Quick Bites | Natural gas prices under pressure

Natural gas prices have been more volatile than usual of late. Two forces are moving in opposite directions: labour issues and potential supply disruptions have seen prices shift higher, while effective European storage efforts to safeguard a coming winter shortage have seen prices abate.

Australian unions have given notice they will undertake rolling stoppages and work bans at Chevron’s Gorgon and Wheatstone liquefied natural gas (LNG) projects in Western Australia and escalate their efforts every week in a major threat to global gas supply.

The Offshore Alliance – including the Australian Workers Union and Maritime Union of Australia – served Chevron last week with protected action notices at all three of its west coast facilities, starting on 7 September and covering 500 workers. Stoppages will escalate to 11 hours a day.

The facilities, including the Gorgon and Wheatstone onshore processing plants and the Wheatstone offshore platform, supply about 7% of globally traded LNG.

The market has been on edge during August amid labour disputes in Australia – one of the world’s top producers of LNG – as strikes could limit global supplies during a crucial period as Europe prepares for winter.

Shell suffered a total shutdown that lasted more than two months at its Prelude floating LNG project off WA last year due to the same type of industrial dispute.

Unions are seeking to lock in benchmark industry pay and conditions, control over rosters and restrictions on contractors. However, the threat of strikes has gone further at Chevron than with Woodside LNG platform workers, who withdrew plans to notify industrial action last week after reaching a midnight deal.

Chevron decided to bypass unions at its Gorgon and Wheatstone plants and put its proposed offer to a direct staff vote. A previous attempt to do the same for the Wheatstone platform resulted in a 2% “yes” vote.

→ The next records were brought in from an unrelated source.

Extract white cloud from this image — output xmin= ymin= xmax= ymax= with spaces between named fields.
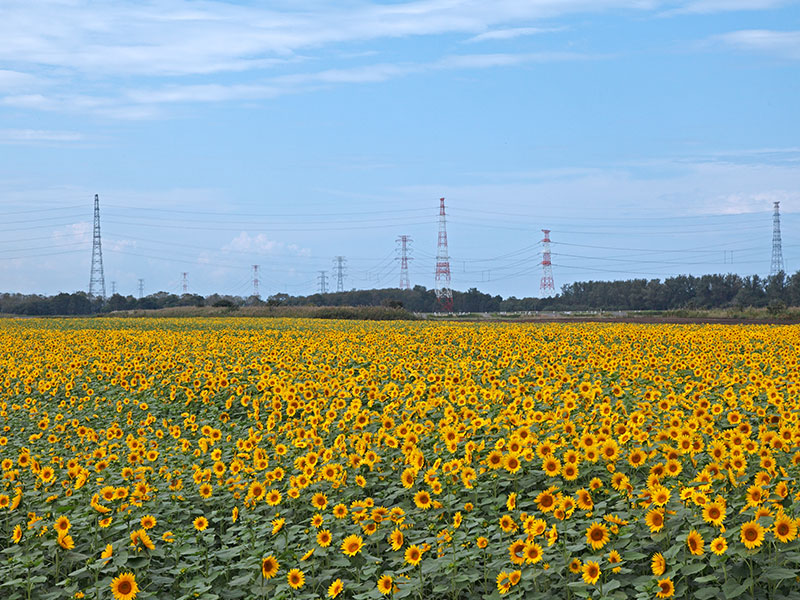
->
xmin=715 ymin=29 xmax=800 ymax=60
xmin=466 ymin=26 xmax=564 ymax=43
xmin=0 ymin=69 xmax=38 ymax=91
xmin=52 ymin=222 xmax=91 ymax=245
xmin=0 ymin=129 xmax=85 ymax=144
xmin=667 ymin=0 xmax=788 ymax=14
xmin=223 ymin=232 xmax=311 ymax=257
xmin=0 ymin=0 xmax=672 ymax=80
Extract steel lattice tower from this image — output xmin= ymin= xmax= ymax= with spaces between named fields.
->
xmin=396 ymin=236 xmax=412 ymax=290
xmin=317 ymin=270 xmax=328 ymax=294
xmin=252 ymin=265 xmax=260 ymax=298
xmin=771 ymin=201 xmax=785 ymax=276
xmin=540 ymin=229 xmax=555 ymax=296
xmin=88 ymin=194 xmax=106 ymax=299
xmin=333 ymin=256 xmax=346 ymax=292
xmin=182 ymin=272 xmax=188 ymax=294
xmin=137 ymin=279 xmax=144 ymax=299
xmin=434 ymin=198 xmax=453 ymax=311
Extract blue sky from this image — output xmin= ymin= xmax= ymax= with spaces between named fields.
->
xmin=1 ymin=0 xmax=799 ymax=298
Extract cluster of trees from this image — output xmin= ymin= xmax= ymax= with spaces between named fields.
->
xmin=2 ymin=271 xmax=799 ymax=316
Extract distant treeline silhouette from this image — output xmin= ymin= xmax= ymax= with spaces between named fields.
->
xmin=1 ymin=271 xmax=798 ymax=315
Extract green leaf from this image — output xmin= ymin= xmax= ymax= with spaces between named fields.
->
xmin=761 ymin=567 xmax=797 ymax=582
xmin=694 ymin=586 xmax=720 ymax=599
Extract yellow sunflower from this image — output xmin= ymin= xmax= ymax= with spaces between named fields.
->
xmin=110 ymin=572 xmax=138 ymax=600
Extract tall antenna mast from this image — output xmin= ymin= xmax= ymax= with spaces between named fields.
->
xmin=396 ymin=236 xmax=412 ymax=290
xmin=182 ymin=272 xmax=188 ymax=294
xmin=771 ymin=201 xmax=785 ymax=276
xmin=540 ymin=229 xmax=555 ymax=296
xmin=333 ymin=256 xmax=346 ymax=292
xmin=88 ymin=194 xmax=106 ymax=299
xmin=434 ymin=198 xmax=453 ymax=311
xmin=252 ymin=265 xmax=260 ymax=298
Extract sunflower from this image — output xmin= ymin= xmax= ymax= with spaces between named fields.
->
xmin=389 ymin=528 xmax=404 ymax=551
xmin=496 ymin=571 xmax=511 ymax=595
xmin=655 ymin=578 xmax=675 ymax=599
xmin=333 ymin=504 xmax=348 ymax=519
xmin=542 ymin=457 xmax=561 ymax=477
xmin=535 ymin=490 xmax=556 ymax=512
xmin=585 ymin=522 xmax=609 ymax=550
xmin=645 ymin=509 xmax=665 ymax=533
xmin=504 ymin=454 xmax=521 ymax=474
xmin=266 ymin=490 xmax=282 ymax=506
xmin=317 ymin=529 xmax=332 ymax=547
xmin=524 ymin=541 xmax=543 ymax=564
xmin=702 ymin=502 xmax=725 ymax=527
xmin=582 ymin=561 xmax=601 ymax=585
xmin=261 ymin=555 xmax=279 ymax=579
xmin=312 ymin=493 xmax=328 ymax=510
xmin=101 ymin=544 xmax=113 ymax=561
xmin=341 ymin=534 xmax=364 ymax=557
xmin=12 ymin=524 xmax=22 ymax=544
xmin=650 ymin=485 xmax=670 ymax=506
xmin=248 ymin=481 xmax=265 ymax=501
xmin=58 ymin=534 xmax=75 ymax=550
xmin=414 ymin=490 xmax=432 ymax=509
xmin=405 ymin=544 xmax=422 ymax=566
xmin=740 ymin=520 xmax=765 ymax=549
xmin=110 ymin=572 xmax=138 ymax=600
xmin=506 ymin=492 xmax=517 ymax=511
xmin=193 ymin=516 xmax=208 ymax=531
xmin=327 ymin=578 xmax=343 ymax=598
xmin=198 ymin=483 xmax=212 ymax=499
xmin=287 ymin=568 xmax=305 ymax=590
xmin=377 ymin=575 xmax=393 ymax=595
xmin=651 ymin=552 xmax=666 ymax=576
xmin=710 ymin=536 xmax=728 ymax=555
xmin=508 ymin=540 xmax=526 ymax=565
xmin=140 ymin=515 xmax=156 ymax=530
xmin=576 ymin=489 xmax=593 ymax=511
xmin=568 ymin=558 xmax=582 ymax=573
xmin=54 ymin=516 xmax=71 ymax=534
xmin=686 ymin=529 xmax=704 ymax=556
xmin=271 ymin=518 xmax=285 ymax=535
xmin=476 ymin=537 xmax=489 ymax=549
xmin=499 ymin=514 xmax=517 ymax=533
xmin=774 ymin=515 xmax=797 ymax=543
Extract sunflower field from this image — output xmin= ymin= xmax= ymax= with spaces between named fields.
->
xmin=1 ymin=318 xmax=800 ymax=600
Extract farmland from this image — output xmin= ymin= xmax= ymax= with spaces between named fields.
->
xmin=1 ymin=318 xmax=799 ymax=599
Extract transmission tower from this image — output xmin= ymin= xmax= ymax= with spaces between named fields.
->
xmin=252 ymin=265 xmax=260 ymax=298
xmin=137 ymin=279 xmax=144 ymax=299
xmin=182 ymin=272 xmax=188 ymax=294
xmin=111 ymin=281 xmax=117 ymax=296
xmin=333 ymin=256 xmax=346 ymax=292
xmin=540 ymin=229 xmax=555 ymax=296
xmin=396 ymin=236 xmax=412 ymax=290
xmin=88 ymin=194 xmax=106 ymax=299
xmin=317 ymin=271 xmax=328 ymax=294
xmin=771 ymin=201 xmax=785 ymax=276
xmin=434 ymin=198 xmax=453 ymax=311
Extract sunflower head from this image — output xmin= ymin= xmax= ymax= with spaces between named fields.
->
xmin=110 ymin=572 xmax=139 ymax=600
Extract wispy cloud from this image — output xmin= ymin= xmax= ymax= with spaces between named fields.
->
xmin=666 ymin=0 xmax=789 ymax=15
xmin=223 ymin=232 xmax=311 ymax=257
xmin=0 ymin=129 xmax=85 ymax=144
xmin=466 ymin=27 xmax=564 ymax=43
xmin=2 ymin=50 xmax=594 ymax=116
xmin=715 ymin=29 xmax=800 ymax=59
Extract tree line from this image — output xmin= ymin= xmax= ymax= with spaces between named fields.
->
xmin=1 ymin=271 xmax=798 ymax=316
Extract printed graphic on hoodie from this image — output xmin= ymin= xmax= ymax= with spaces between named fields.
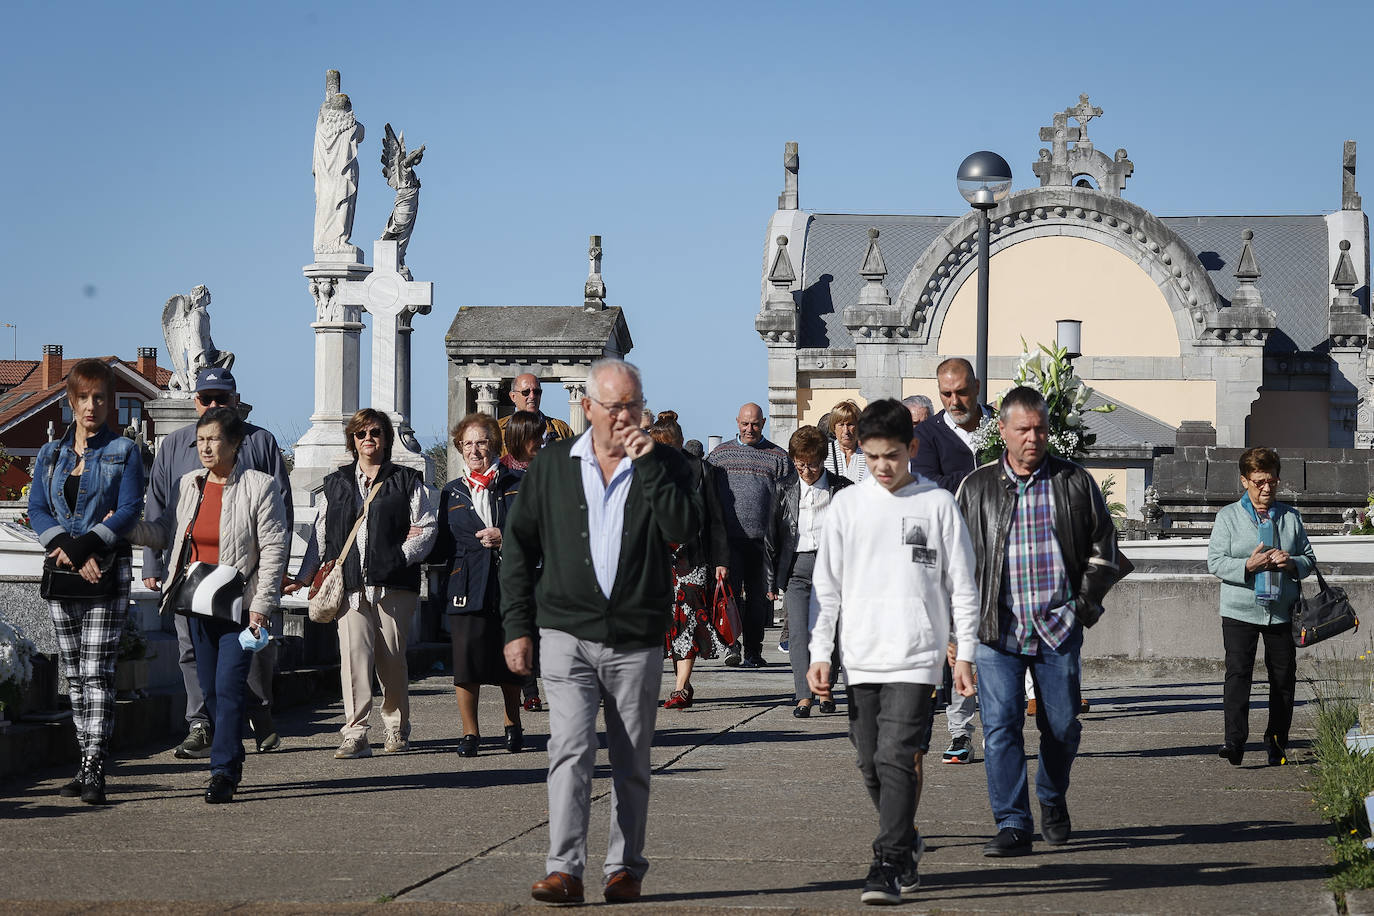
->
xmin=902 ymin=516 xmax=937 ymax=567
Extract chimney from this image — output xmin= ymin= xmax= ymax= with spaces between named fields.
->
xmin=136 ymin=347 xmax=159 ymax=383
xmin=41 ymin=344 xmax=63 ymax=387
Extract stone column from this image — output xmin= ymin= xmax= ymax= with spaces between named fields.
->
xmin=471 ymin=378 xmax=501 ymax=418
xmin=564 ymin=379 xmax=588 ymax=434
xmin=293 ymin=264 xmax=369 ymax=494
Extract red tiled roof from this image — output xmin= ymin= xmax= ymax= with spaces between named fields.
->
xmin=0 ymin=355 xmax=171 ymax=430
xmin=0 ymin=360 xmax=38 ymax=387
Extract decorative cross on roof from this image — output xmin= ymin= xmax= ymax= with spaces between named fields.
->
xmin=1069 ymin=94 xmax=1102 ymax=141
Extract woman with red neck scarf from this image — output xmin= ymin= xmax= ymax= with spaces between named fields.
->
xmin=432 ymin=412 xmax=525 ymax=757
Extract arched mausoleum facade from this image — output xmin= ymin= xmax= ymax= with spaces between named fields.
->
xmin=755 ymin=98 xmax=1372 ymax=499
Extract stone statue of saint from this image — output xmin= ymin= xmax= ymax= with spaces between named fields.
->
xmin=313 ymin=70 xmax=365 ymax=258
xmin=162 ymin=285 xmax=234 ymax=394
xmin=380 ymin=123 xmax=424 ymax=271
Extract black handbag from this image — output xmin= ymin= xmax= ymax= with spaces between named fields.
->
xmin=160 ymin=474 xmax=249 ymax=626
xmin=1292 ymin=564 xmax=1359 ymax=648
xmin=40 ymin=550 xmax=119 ymax=600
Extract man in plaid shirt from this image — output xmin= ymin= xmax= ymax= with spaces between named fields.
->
xmin=955 ymin=386 xmax=1126 ymax=858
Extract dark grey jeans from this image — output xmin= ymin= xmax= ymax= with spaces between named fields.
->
xmin=784 ymin=551 xmax=838 ymax=702
xmin=848 ymin=681 xmax=934 ymax=862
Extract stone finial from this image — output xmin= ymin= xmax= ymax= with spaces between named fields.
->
xmin=1333 ymin=239 xmax=1359 ymax=294
xmin=1230 ymin=229 xmax=1263 ymax=308
xmin=858 ymin=228 xmax=891 ymax=308
xmin=778 ymin=141 xmax=800 ymax=210
xmin=757 ymin=234 xmax=799 ymax=343
xmin=1328 ymin=239 xmax=1366 ymax=347
xmin=584 ymin=234 xmax=606 ymax=311
xmin=768 ymin=235 xmax=796 ymax=288
xmin=1344 ymin=140 xmax=1362 ymax=210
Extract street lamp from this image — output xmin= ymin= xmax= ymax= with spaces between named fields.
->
xmin=957 ymin=151 xmax=1013 ymax=388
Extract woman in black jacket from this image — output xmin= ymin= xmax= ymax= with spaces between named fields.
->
xmin=432 ymin=412 xmax=525 ymax=757
xmin=653 ymin=412 xmax=730 ymax=710
xmin=765 ymin=425 xmax=852 ymax=717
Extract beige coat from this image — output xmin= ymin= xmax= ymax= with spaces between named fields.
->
xmin=132 ymin=466 xmax=288 ymax=616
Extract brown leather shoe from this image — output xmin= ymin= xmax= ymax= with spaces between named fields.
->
xmin=603 ymin=868 xmax=642 ymax=903
xmin=531 ymin=871 xmax=584 ymax=905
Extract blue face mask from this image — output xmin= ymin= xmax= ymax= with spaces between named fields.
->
xmin=238 ymin=625 xmax=270 ymax=653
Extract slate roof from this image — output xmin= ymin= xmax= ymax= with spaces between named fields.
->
xmin=1160 ymin=215 xmax=1333 ymax=353
xmin=1081 ymin=391 xmax=1176 ymax=448
xmin=794 ymin=211 xmax=1342 ymax=353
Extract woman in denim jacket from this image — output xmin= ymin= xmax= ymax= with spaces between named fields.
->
xmin=27 ymin=359 xmax=144 ymax=804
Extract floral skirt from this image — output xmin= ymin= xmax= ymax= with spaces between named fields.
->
xmin=666 ymin=556 xmax=729 ymax=661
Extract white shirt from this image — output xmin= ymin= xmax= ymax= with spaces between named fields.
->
xmin=944 ymin=407 xmax=991 ymax=456
xmin=570 ymin=431 xmax=634 ymax=599
xmin=795 ymin=471 xmax=833 ymax=553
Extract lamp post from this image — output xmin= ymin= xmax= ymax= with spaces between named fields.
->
xmin=957 ymin=151 xmax=1013 ymax=388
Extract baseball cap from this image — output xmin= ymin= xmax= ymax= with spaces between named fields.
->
xmin=195 ymin=367 xmax=237 ymax=393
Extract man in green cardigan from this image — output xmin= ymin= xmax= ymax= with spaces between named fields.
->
xmin=501 ymin=358 xmax=702 ymax=906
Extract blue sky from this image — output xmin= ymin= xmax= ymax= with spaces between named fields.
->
xmin=2 ymin=0 xmax=1371 ymax=452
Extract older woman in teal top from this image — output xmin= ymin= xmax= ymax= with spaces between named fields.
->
xmin=1206 ymin=447 xmax=1315 ymax=768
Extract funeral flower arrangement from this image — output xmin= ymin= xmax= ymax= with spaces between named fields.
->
xmin=0 ymin=618 xmax=36 ymax=714
xmin=971 ymin=340 xmax=1117 ymax=466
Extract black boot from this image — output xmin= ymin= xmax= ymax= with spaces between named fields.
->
xmin=248 ymin=706 xmax=280 ymax=753
xmin=80 ymin=754 xmax=106 ymax=805
xmin=59 ymin=757 xmax=89 ymax=797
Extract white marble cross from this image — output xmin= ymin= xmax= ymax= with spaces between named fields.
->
xmin=333 ymin=239 xmax=433 ymax=421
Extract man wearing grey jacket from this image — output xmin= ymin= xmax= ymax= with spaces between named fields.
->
xmin=142 ymin=368 xmax=292 ymax=758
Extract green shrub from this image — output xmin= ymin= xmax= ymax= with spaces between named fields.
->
xmin=1307 ymin=693 xmax=1374 ymax=891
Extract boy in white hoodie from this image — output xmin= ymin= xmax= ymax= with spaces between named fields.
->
xmin=808 ymin=398 xmax=980 ymax=905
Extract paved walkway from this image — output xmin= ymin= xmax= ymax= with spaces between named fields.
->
xmin=0 ymin=647 xmax=1337 ymax=914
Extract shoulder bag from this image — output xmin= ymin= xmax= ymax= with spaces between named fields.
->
xmin=162 ymin=475 xmax=250 ymax=625
xmin=1292 ymin=563 xmax=1359 ymax=648
xmin=308 ymin=480 xmax=382 ymax=624
xmin=38 ymin=451 xmax=119 ymax=601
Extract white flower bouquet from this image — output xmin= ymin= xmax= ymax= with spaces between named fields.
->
xmin=0 ymin=618 xmax=37 ymax=714
xmin=974 ymin=339 xmax=1117 ymax=465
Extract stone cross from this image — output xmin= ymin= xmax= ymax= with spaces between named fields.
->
xmin=1069 ymin=94 xmax=1102 ymax=141
xmin=334 ymin=239 xmax=433 ymax=426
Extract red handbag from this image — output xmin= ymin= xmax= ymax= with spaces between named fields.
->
xmin=712 ymin=575 xmax=742 ymax=646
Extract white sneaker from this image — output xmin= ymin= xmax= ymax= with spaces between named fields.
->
xmin=383 ymin=727 xmax=409 ymax=754
xmin=334 ymin=735 xmax=372 ymax=759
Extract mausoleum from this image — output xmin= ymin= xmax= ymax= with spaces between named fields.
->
xmin=755 ymin=96 xmax=1372 ymax=515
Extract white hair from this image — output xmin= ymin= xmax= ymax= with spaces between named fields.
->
xmin=902 ymin=394 xmax=934 ymax=413
xmin=585 ymin=358 xmax=643 ymax=402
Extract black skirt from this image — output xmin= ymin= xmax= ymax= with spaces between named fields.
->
xmin=450 ymin=607 xmax=521 ymax=686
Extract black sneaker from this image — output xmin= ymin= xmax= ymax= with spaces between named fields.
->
xmin=860 ymin=858 xmax=901 ymax=905
xmin=1040 ymin=802 xmax=1071 ymax=845
xmin=899 ymin=833 xmax=925 ymax=894
xmin=1265 ymin=734 xmax=1286 ymax=766
xmin=723 ymin=645 xmax=742 ymax=667
xmin=942 ymin=734 xmax=973 ymax=764
xmin=982 ymin=826 xmax=1032 ymax=857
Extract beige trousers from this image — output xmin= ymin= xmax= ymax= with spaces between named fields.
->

The Gorgon and Wheatstone plants are also by far the biggest suppliers of gas to the WA domestic market, and a shutdown would hit several industrial and mining operations across the state. They accounted for 29% and 18%, respectively, of WA domestic gas supplies in the March quarter of 2023, according to figures from energy consultancy EnergyQuest.

Meanwhile, any major bull market in natural gas is currently unlikely given adequate US and European supplies. The odds of an extremely cold northern hemisphere winter are low due to the record warm oceans along with El Niño.